Deputy Chief Medical Officer for England
- In office 1977 – 1985
- Chief: Henry Yellowlees Donald Acheson
- Succeeded by: Michael Abrams

Personal details
- Born: Elizabeth Catherine Wrong 19 August 1927 Oxford, England
- Died: 20 February 2022 (aged 94) Penzance, Cornwall, England
- Spouse: Peter Shore (m.1948)
- Relations: Oliver Wrong (brother) Michela Wrong (niece)
- Children: 4
- Parent: Edward Murray Wrong (father)
- Education: Newnham College, Cambridge Medical College of St Bartholomew's Hospital
- Occupation: General practitioner, civil servant

= Liz Shore =

British doctor and civil servant (1927–2022)

Elizabeth Catherine Shore, Lady Shore of Stepney, (née Wrong; 19 August 1927 – 20 February 2022) was a British general practitioner and civil servant who served as the Deputy Chief Medical Officer of the United Kingdom from 1977 to 1985. She introduced measures to encourage women doctors to return to work after having children, and support their promotion within the health service.

==Early life==
Elizabeth Catherine Wrong was born in Oxford, England on 20 February 1927, to Rosalind and Edward Murray Wrong, both historians. Her father died when she was young and she was sent with two of her siblings to live with their grandfather in Canada. She returned to England at ten years old and attended Oxford High School and Cheltenham Ladies' College. She went on to graduate from Newnham College, Cambridge, before completing medical training at the Medical College of St Bartholomew's Hospital. She married Peter Shore, a Labour Party politician whom she had met at Cambridge, in 1948. They had four children together: Thomasina, Tacy, Piers and Crispin.

==Career==
Shore began her career as a general practitioner in London and Harlow, Essex. She held public health posts with Hertfordshire County Council and then London County Council, before joining the Ministry of Health in Whitehall in 1962. When she was appointed Deputy Chief Medical Officer in 1977, one of her primary initiatives was to support women doctors to return to the medical workforce after having children and to encourage the progression of women doctors to more senior positions within the health service. She was also involved in restructuring the National Health Service to increase the ratio of senior to junior doctors by adding additional consultant positions. She was appointed Companion of the Order of the Bath in 1980 for her contribution to health service and she was nominated for promotion to Chief Medical Officer in 1984. Although Shore was reported to be the strongest candidate, her nomination was vetoed by Prime Minister Margaret Thatcher due to Shore's husband's affiliation to the opposing Labour Party.

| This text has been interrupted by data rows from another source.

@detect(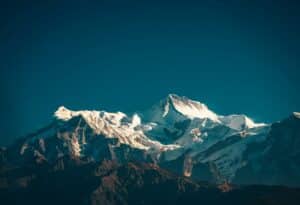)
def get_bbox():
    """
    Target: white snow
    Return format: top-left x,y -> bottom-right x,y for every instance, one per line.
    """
54,106 -> 180,151
51,94 -> 270,179
293,112 -> 300,118
219,115 -> 266,130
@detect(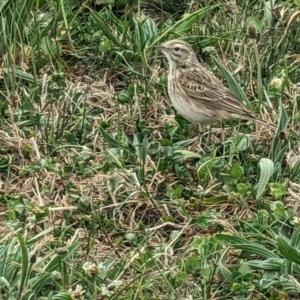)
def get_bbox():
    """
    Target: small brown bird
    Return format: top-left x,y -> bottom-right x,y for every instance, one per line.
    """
157,40 -> 276,131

Disillusioned with the Conservatives, Shore stepped down from her position in 1985 and left civil service to become a dean of postgraduate medical education for the North West Thames Regional Health Authority. She was a member of the General Medical Council from 1989 to 1994 and was president of the Medical Women's Federation from 1990 to 1992.

==Later life and death==
Liz Shore became Lady Shore of Stepney in 1997 when her husband was appointed to the House of Lords after holding a seat in parliament for over three decades, although she preferred the title "Dr" to "Lady". She retired to St Ives, Cornwall, and died at a care home in Penzance, on 20 February 2022, aged 94.